Sales of pickup trucks, light vans and SUVs declined 7 percent in the fourth quarter of 1990, cutting into the profitability of the Big Three U.S. automakers. Ford and General Motors announce a combined loss of $2.1 billion for the quarter.
Airport Manager Larry Diemand says the need for increased security ordered by the Federal Aviation Administration in the wake of the Persian Gulf War will cost the Youngstown Municipal Airport an additional $80,000 in 1991.
1976: Two Jacobs Road homes are destroyed, the Free Pentecostal House of Prayer Church damaged and two people injured in an explosion and fire believed to have been caused by a natural-gas leak.

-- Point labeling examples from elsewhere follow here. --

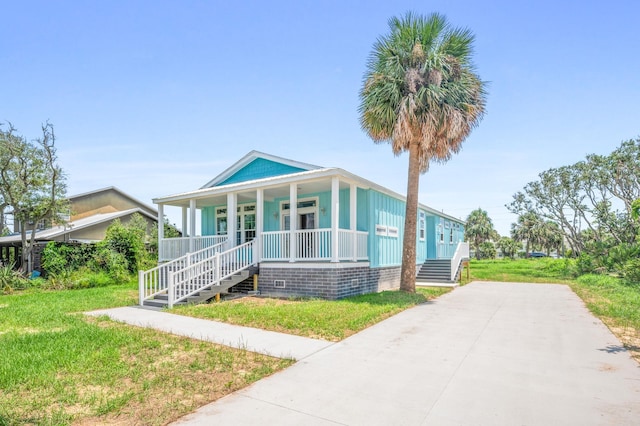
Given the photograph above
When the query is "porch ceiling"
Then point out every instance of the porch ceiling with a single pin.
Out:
(249, 195)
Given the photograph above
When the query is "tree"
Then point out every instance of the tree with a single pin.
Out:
(479, 229)
(635, 209)
(421, 95)
(508, 247)
(550, 236)
(487, 250)
(32, 184)
(591, 201)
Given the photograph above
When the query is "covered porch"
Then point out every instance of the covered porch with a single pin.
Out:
(330, 219)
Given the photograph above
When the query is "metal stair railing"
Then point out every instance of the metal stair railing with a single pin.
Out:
(155, 280)
(462, 252)
(209, 272)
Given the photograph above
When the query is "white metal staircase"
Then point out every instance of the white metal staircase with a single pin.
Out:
(196, 276)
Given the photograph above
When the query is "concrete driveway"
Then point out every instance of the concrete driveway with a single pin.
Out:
(485, 354)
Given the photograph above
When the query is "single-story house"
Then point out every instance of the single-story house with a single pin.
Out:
(304, 230)
(90, 215)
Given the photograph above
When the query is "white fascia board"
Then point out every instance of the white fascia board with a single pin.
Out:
(247, 159)
(306, 176)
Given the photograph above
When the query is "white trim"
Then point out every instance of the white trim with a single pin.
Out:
(312, 265)
(297, 178)
(250, 157)
(300, 210)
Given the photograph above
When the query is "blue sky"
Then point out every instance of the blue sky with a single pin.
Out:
(158, 97)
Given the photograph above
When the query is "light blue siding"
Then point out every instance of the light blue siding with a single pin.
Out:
(258, 169)
(388, 212)
(208, 221)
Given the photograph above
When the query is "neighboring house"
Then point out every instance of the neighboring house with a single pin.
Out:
(345, 237)
(91, 214)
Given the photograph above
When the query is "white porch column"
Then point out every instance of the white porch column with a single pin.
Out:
(160, 230)
(335, 217)
(293, 220)
(232, 219)
(259, 223)
(192, 224)
(353, 218)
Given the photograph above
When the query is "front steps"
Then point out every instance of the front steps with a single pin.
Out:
(162, 300)
(435, 272)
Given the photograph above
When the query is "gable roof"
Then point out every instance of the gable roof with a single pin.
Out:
(77, 225)
(151, 210)
(258, 164)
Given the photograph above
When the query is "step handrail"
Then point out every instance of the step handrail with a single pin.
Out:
(209, 272)
(462, 252)
(155, 280)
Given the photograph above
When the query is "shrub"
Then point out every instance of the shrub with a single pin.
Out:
(59, 257)
(486, 250)
(112, 262)
(10, 279)
(631, 271)
(585, 264)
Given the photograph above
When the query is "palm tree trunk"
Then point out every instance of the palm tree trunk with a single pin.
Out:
(408, 271)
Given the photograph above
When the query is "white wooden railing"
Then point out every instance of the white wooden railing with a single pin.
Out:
(156, 280)
(173, 248)
(352, 245)
(461, 253)
(209, 272)
(314, 245)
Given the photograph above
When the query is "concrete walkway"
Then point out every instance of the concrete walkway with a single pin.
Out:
(485, 354)
(252, 339)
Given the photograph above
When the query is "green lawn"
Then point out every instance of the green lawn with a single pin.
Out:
(609, 298)
(323, 319)
(58, 366)
(539, 270)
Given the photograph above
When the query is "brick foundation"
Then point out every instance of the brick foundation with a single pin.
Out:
(326, 281)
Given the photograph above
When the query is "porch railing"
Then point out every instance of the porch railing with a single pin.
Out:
(156, 280)
(462, 252)
(346, 248)
(173, 248)
(314, 245)
(209, 272)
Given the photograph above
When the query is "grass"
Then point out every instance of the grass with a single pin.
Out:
(609, 298)
(539, 270)
(58, 366)
(322, 319)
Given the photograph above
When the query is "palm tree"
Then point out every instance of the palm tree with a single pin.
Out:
(527, 228)
(421, 95)
(635, 209)
(479, 229)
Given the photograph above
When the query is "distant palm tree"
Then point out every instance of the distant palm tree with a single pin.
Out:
(479, 229)
(550, 236)
(528, 228)
(421, 94)
(635, 209)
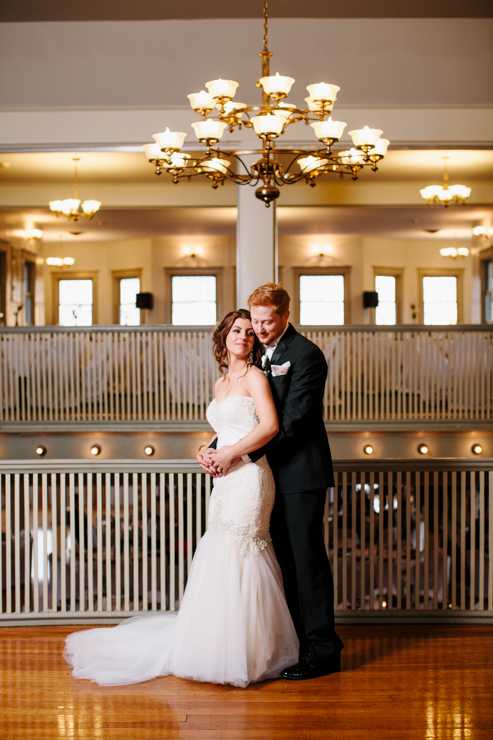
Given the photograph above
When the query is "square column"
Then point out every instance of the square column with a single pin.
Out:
(256, 242)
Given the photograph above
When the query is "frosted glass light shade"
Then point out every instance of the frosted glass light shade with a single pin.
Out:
(431, 191)
(216, 165)
(365, 136)
(309, 164)
(153, 151)
(328, 129)
(209, 129)
(381, 147)
(284, 110)
(460, 191)
(201, 100)
(178, 161)
(268, 124)
(91, 206)
(315, 106)
(222, 88)
(69, 205)
(479, 231)
(276, 84)
(170, 139)
(322, 91)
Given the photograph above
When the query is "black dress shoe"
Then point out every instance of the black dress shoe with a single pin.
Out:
(311, 666)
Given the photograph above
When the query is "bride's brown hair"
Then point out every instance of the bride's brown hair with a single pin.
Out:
(219, 339)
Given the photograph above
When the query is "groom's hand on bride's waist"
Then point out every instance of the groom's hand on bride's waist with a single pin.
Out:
(222, 460)
(206, 462)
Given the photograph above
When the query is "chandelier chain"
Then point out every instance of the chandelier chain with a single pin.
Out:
(266, 24)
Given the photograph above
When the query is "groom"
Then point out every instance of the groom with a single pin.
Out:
(300, 459)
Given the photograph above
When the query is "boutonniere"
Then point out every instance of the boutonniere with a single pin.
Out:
(276, 370)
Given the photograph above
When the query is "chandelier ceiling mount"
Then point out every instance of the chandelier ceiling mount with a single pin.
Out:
(219, 112)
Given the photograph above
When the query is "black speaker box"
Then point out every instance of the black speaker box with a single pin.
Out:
(145, 300)
(370, 299)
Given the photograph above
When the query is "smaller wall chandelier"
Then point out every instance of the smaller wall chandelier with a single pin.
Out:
(445, 194)
(60, 261)
(71, 207)
(219, 112)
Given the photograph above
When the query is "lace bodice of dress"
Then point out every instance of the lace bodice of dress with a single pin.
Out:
(232, 418)
(242, 500)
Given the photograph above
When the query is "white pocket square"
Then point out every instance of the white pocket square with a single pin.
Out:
(280, 369)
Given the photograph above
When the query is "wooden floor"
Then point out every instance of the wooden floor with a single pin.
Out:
(397, 682)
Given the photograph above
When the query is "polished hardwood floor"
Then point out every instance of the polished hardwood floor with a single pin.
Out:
(397, 682)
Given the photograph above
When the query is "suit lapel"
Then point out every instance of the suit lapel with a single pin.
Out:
(283, 345)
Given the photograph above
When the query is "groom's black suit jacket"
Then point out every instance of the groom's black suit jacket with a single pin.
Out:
(299, 454)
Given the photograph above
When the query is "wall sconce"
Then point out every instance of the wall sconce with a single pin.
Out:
(321, 251)
(482, 232)
(192, 251)
(34, 234)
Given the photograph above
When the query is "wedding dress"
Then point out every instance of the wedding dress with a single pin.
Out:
(233, 626)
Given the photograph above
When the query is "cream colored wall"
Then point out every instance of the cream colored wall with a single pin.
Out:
(361, 254)
(16, 247)
(152, 257)
(413, 255)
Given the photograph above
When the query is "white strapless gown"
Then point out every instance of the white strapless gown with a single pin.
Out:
(234, 626)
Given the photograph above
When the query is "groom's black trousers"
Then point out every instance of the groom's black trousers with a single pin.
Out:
(297, 536)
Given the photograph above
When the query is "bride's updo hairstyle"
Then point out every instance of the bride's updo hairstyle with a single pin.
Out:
(219, 339)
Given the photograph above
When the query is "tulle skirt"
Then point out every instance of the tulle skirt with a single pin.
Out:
(233, 627)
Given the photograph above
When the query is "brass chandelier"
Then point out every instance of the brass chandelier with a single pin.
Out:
(447, 194)
(219, 112)
(71, 207)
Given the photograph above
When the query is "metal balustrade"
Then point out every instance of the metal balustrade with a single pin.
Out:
(96, 541)
(162, 374)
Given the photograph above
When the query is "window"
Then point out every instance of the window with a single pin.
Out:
(386, 311)
(193, 300)
(28, 289)
(321, 299)
(440, 300)
(75, 302)
(129, 314)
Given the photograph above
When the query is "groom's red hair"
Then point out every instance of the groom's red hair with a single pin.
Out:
(271, 294)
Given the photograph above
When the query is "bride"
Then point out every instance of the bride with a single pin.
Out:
(234, 626)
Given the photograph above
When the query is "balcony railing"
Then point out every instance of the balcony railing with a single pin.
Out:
(161, 374)
(96, 541)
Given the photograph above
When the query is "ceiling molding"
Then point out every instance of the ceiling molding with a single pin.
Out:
(136, 10)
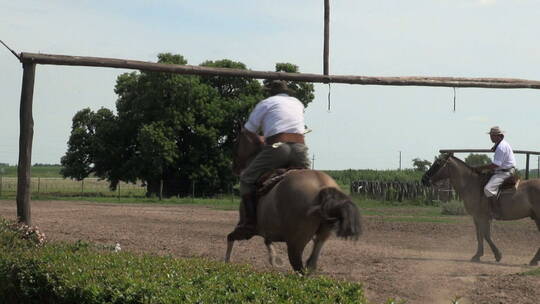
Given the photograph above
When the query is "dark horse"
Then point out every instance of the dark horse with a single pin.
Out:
(305, 205)
(518, 204)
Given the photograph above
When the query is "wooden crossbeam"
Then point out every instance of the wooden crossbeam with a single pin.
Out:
(454, 82)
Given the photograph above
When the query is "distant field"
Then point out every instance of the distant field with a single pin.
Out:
(57, 186)
(36, 171)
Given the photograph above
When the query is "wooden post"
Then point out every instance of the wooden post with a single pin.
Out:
(527, 167)
(326, 69)
(25, 144)
(161, 189)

G. Timothy Marks, the new chairman of the Mahoning County Republican Party, tells the Youngstown Area Women’s Republican Club that the party “must be an organization with doors open to all.” Marks succeeds Atty. Elton W. Luckhart.
Youngstown police, acting on “good, hard information,” are searching a muddy, wooded area in McGuffey Heights for the body of Philip “Fleagle” Mainer, a former Youngstown hoodlum who disappeared in the fall of 1974.
1966: Trumbull County commissioners wipe out the last of the county’s eight-year-old debt with a $200,000 payment to the Welfare Department.
A 73-year-old woman and her 54-year-old son arrested for stealing a can of beans from a Warren supermarket tell the court they hadn’t eaten in days. They are sent on their way with a stern warning from Judge James A Ravella and $25 from Ravella and their court-appointed lawyer, Sam Petkovich.
Motorists in Boardman are warned that police are now using radar to monitor speeders.
1941: Local 22 of the Federal, State, County and Municipal Employees says it represents 400 of the city of Youngstown’s 650 employees and asks city council for recognition.
The Youngstown Camera Club opens its exhibit of nearly 200 pictures at the Central YMCA.
Court records show Youngstown Municipal Court Judge Peter B. Mulholland “fixed” 169 parking tickets over 30 days while another judge fixed one, and the third fixed none.